How to Plan Your Camping Trip in Washington


Camping is basically the Washington state sport. But for an activity all about simplicity and returning to nature, camping can feel daunting to newcomers. Here’s our guide for a very first night outdoors as a car camper—we promise you’re gonna love it.

Select the season

Summer is peak camping season in the Pacific Northwest—but it isn’t the only time we head outside. Trips can take place year-round thanks to our various climate options. Fall is ideal east of the Cascades, when high temperatures mellow. Spring means storm watching from a beach campsite or enjoying the damp rainforests during peak rain. And yes, we camp on snow in winter. Consider these three factors when deciding when to camp:

Access. Even lower mountain roads can be snow-covered well into early summer, and the ones that have melted out may be littered with fallen trees until forest service or volunteer cleanup crews come through. Washington State Department of Transportation and the Forest Service are great resources.

Hazards. Heat and wildfires can cramp a late summer campout in the driest parts of the state, while early summer bugs torture those who set up near otherwise welcoming lakes and ponds. A call to the closest ranger station (like the ones in North Bend or Olympic National Park) can save headaches, while the state’s wildfires are tracked online.

Availability. Campgrounds fill up on weekends and during common school breaks. Switching to midweek or early fall can free up thousands of sites around the state.

Claim the campsite

Yes, booking ahead—or at least planning ahead with a few backup options—is recommended even when it comes to claiming a patch of dirt. Private campgrounds, like a KOA, might have showers, movie rentals, and playgrounds; rustic options may only offer a pit toilet, if that. In between are state and national park campgrounds, plus plenty of other public lands. Check our list of 30 favorites (plus 10 more for RVs).

Feeling watery? Consider the Pacific coast, but also the Puget Sound islands or the state’s many lowland lakes. The Cascade Mountains offer thousands of access points, from Mount Rainier National Park to the rugged North Cascades.
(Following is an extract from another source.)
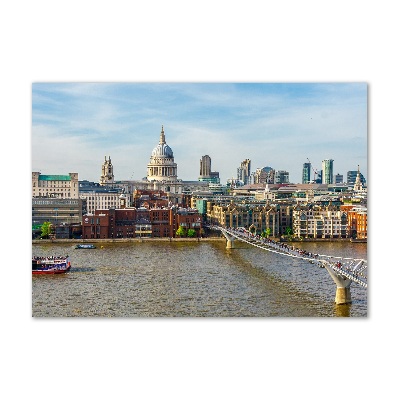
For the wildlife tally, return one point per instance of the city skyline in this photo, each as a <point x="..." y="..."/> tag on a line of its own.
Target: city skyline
<point x="280" y="125"/>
East of the mountains, find stunning geology in dry coulees and prairies.

Reservation systems have largely moved to the site for national parks and state parks. On busy summer weekends, try dispersed camping—that’s setting up somewhere that isn’t an established campground. You’ll be on your own for water, bathrooms, and safety, but neighbors can be scarce. Head to Bureau of Land Management or U.S. Forest Service land; the practice is largely prohibited in state and national parks.

Gather the gear

There’s a reason gear retailer REI was born in Seattle; we’re natural gear geeks and we have outdoor stores aplenty. But there are many local ways to secure the necessities for camping, from rentals to secondhand stores. Concentrate on the basics: a tent or van, a sleeping bag, a sleeping pad, and a stove. 
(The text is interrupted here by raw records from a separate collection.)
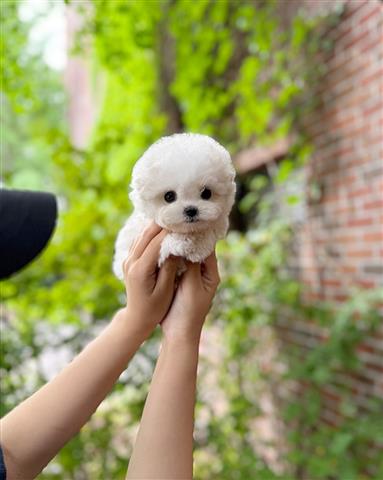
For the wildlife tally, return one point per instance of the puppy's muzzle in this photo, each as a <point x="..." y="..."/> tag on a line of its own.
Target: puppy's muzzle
<point x="191" y="214"/>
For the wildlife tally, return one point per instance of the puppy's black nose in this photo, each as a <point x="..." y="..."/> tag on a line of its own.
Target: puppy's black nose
<point x="190" y="212"/>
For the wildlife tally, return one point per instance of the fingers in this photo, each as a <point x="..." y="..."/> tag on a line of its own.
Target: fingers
<point x="193" y="271"/>
<point x="144" y="240"/>
<point x="210" y="268"/>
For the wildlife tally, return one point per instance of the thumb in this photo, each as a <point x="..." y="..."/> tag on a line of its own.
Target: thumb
<point x="193" y="272"/>
<point x="167" y="275"/>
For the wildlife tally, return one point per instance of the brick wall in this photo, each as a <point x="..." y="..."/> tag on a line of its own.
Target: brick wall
<point x="341" y="244"/>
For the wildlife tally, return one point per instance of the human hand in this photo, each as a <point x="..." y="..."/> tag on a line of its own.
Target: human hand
<point x="149" y="290"/>
<point x="192" y="301"/>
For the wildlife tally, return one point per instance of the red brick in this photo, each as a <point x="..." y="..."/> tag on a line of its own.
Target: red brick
<point x="373" y="204"/>
<point x="373" y="237"/>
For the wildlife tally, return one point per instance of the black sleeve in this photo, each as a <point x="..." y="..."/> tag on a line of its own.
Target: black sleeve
<point x="3" y="473"/>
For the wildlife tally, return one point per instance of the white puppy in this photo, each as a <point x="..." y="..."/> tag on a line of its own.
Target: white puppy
<point x="185" y="183"/>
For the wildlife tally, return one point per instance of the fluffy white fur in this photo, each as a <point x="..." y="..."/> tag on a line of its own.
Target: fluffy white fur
<point x="186" y="164"/>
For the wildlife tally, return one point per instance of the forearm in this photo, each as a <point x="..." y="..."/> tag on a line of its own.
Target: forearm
<point x="35" y="431"/>
<point x="166" y="429"/>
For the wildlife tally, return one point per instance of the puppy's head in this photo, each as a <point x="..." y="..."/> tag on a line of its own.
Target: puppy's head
<point x="184" y="182"/>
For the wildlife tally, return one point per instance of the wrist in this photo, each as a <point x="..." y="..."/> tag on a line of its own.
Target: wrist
<point x="124" y="326"/>
<point x="181" y="342"/>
For all the Patagonia on the streets of Seattle, specialized outdoor wear isn’t really required for a first camping trip. Just bring more layers than you’d think (it gets cold in our mountains and on our bodies of water, even in summer) and always throw in a raincoat.

Find the friends

Some prefer solitude in the outdoors, but others would prefer someone to share a mountain sunset with. Seattle clubs and organizations connect outdoor users together and often hold courses to teach important skills. The Mountaineers formed more than 115 years ago and is still going strong, the Seattle chapter is based in Magnuson Park. Equipment library Gearhouse runs a Slack channel for paid subscribers, and hosts a number of Washington-specific camping groups.

Plan the pastimes

You made it. You found a campsite and set up the tent. Now what? First off, doing nothing is a perfectly acceptable activity while outside—pull up a log and stare at the trees. But for the antsy among us, consider a midday hike. Washington Trails Association has an incredible database of hikes, sortable by elevation gain and distance. Peruse the list of our favorites, including accessible hikes. Or hit the water at one of the more than 40 boat launches in Washington State Parks.

Remember that simple food is best; try a locally made granola bar or bring a picnic kit from a Seattle restaurant. But that doesn’t mean you shouldn’t stop at a restaurant. Camping is vacation, after all. And of course, there’s the classic campfire. Check fire restrictions (on Department of Natural Resources, state park, and forest service pages) before starting the s’mores—which totally count as dinner.